/test-data-engineer

code for the data engineer test

Primary LanguagePython

Data Engineer Test - Proof of Concept

In this repository you'll find the code needed to develop a simple proof of concept for the data engineer test. This proof of concept should demonstrate a simple implementation of the specified service and the model deployment process.

The file test_dataengineer.py contains some code to train two simple models:

  • A bike model, that predicts the number of bikes available in a city based on the temperature.
  • A parking model, that predicts the number of available off-street parking in a city based on temperature and traffic status.

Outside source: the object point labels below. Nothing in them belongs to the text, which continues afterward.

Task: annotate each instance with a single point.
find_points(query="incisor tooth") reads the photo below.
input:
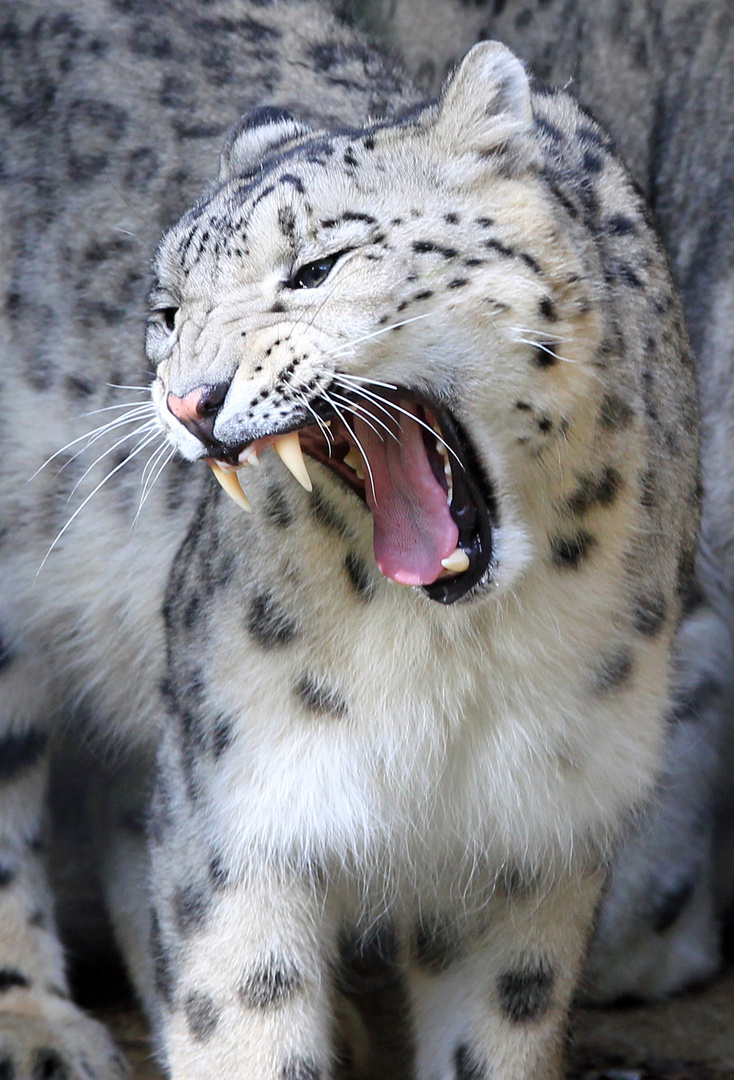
(288, 449)
(354, 461)
(231, 485)
(457, 562)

The package needed by the script are listed in the file requirements.txt.

The data needed by the script to properly train the models are located in the folder data

Installation

Clone the project:

git clone https://github.com/gabrielebarbieri/test-data-engineer.git
cd test-data-engineer

(Optional) You can use virtualenv to isolate you environnement. Please refer to the virtualenv documentation to install and use it.

Install all the required package:

pip install -r requirements.txt

Test that all is working fine by running:

python test_dataengineer.py

Some code from a Data Scientist

The script test_dataengineer.py contains two methods that train and output a machine learning model.

  1. The method train_bike_model takes the path of the folder containing the data as input and outputs a machine learning model that predicts the number of bikes available in a city based on the temperature.
  2. The method train_parking_model takes the path of the folder containing the data as input and outputs a machine learning model that predicts that predicts the number of available off-street parking in a city based on temperature and traffic status.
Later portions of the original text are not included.